If the problem pivots around the ‘pervasive and persistent’ need (Carl Rogers, ‘A Theory of Therapy, Personality and Interpersonal Relationships as Developed in the Client-Centred Framework’, Psychology: A Study of Science, Volume 3: Formulations of the Person and the Social Context, ed. Sigmund Koch (New York: McGraw-Hill, 1959) 223) for positive regard, and the perceived threat to this caused by the challenge to the integrity of one’s strategies for achieving it (one’s ‘conditions of worth), then a possible solution to the problem might be the existence or presence of positive regard via another channel: positive regard offered from another ‘unconditionally’ – without condition or having to do anything for the receipt of it. Freire, for example, writes that ‘the therapist has to accept the client in order that the client may change’ (‘Unconditional Positive Regard: The Distinctive Feature of Client-Centered Therapy’, Rogers’ Therapeutic Conditions: Evolution, Theory and Practice. Volume 3: Unconditional Positive Regard, eds. Jerold Bozarth and Paul Wilkins (Ross-on-Wye: PCCS, 2001) 145). Mearns writes that

‘all…aspects of the personality [being]…given non-judgemental attention… …works against the conditionality’ (‘The Dance of Psychotherapy’ (1994), Person-Centred Practice: The BAPCA Reader, ed. Tony Merry (Ross-on-Wye: PCCS, 2000) 83).

 

Rogers writes that ‘unconditional positive regard’

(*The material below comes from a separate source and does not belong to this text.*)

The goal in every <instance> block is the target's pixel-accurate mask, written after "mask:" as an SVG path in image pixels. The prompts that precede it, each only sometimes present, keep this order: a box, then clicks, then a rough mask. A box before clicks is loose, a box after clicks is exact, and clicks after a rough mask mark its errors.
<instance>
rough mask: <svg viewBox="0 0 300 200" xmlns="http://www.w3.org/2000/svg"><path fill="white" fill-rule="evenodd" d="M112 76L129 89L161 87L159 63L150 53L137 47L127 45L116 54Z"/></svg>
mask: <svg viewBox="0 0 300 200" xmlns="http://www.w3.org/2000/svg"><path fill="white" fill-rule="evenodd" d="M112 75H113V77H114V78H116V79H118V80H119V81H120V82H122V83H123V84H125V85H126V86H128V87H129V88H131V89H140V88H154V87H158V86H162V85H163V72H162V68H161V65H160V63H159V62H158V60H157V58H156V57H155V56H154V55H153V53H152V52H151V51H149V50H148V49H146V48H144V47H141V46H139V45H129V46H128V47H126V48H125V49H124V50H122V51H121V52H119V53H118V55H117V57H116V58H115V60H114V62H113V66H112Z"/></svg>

  • might be offered to the client through ‘experienc[ing]’ and ‘communicat[ing] to the client a deep and genuine caring for the client’ – a ‘positive, nonpossessive warmth without reservations and without evaluations’ (Carl Rogers and Ruth Sanford, ‘Client-Centered Psychotherapy’, The Comprehensive Textbook of Psychiatry, 5th ed., eds. Harold Kaplan and Benjamin Sadock (Baltimore: Williams & Wilkins, 1989) 18-19),1 and that it
  • ‘must exist’ in a ‘context of empathic understanding’ for it to be communicated to the client (‘Theory of Therapy’, 230) – which is to ‘accurately and sensitively…understand the…feelings of the client and the meanings they have’ (Rogers & Sanford, ‘Client-Centered Psychotherapy’, 14-15).2

 

The significance of the ‘congruence’ of the helper or therapist – of what is felt ‘at an experiential or visceral level’ being ‘present in awareness and…available for direct communication…when appropriate’ (Rogers & Sanford, ‘Client-Centered Psychotherapy’, 22) – for facilitating the client’s exploration of his or her view or understanding of him/herself is also emphasised by Barrett-Lennard. For the client to have the possibility of ‘deeply open[ing]’ his or her ‘self’ ‘to view and review’ Barrett-Lennard writes that the client needs to

  • ‘experience…[the therapist] as open and revealing of his/her own personhood’ through ‘a way of responding that expresses what is immediately present in…[the therapist’s] experiencing’, and to
  • have ‘repeatedly experienced…having…felt…[the therapist] resonating and almost knowing “what it is like to be me” ‘ – ‘being deeply heard’ by the therapist (The Pathway of Client-Centred Therapy (Paper presented to the First International Conference on Client-Centred and Experiential Psychotherapy, Leuven, Belgium, 1988) 13).

 

‘ “I have been talking about hidden things, partly veiled even from myself, feelings that are strange, possibly abnormal… And yet he has understood…” ’ (Carl Rogers, ‘Empathic: An Unappreciated Way of Being’ (1975), A Way of Being (Boston: Houghton Mifflin, 1980) 6.)

‘ “If I am not being judged perhaps I am not so evil or abnormal as I have thought. …” ’(Rogers, ‘Empathic’, 7.)

‘ “this other individual trusts me, thinks I’m worthwhile. Perhaps I am worth something. …” ’ (Rogers, ‘Empathic’, 6.)

 

‘The therapist’s trust in the client’s self-direction and self-determination fosters her unconditional acceptance of the client’s experience.’ (Freire, ‘Unconditional Positive Regard’, 147.)

 


1‘the warmth expressed in the therapist’s unconditional positive regard is the manifestation of the therapist’s presence.’ – ‘it is the therapist’s willingness to be present in the client’s private world’ (Freire, ‘Unconditional Positive Regard’, 150).
2Similarly Freire writes that ‘through…empathic understanding’ the therapist is ‘able to unconditionally accept the client’s experience…[in] put[ting] her self [or ‘frame of reference’] aside’ (‘Unconditional Positive Regard’, 149).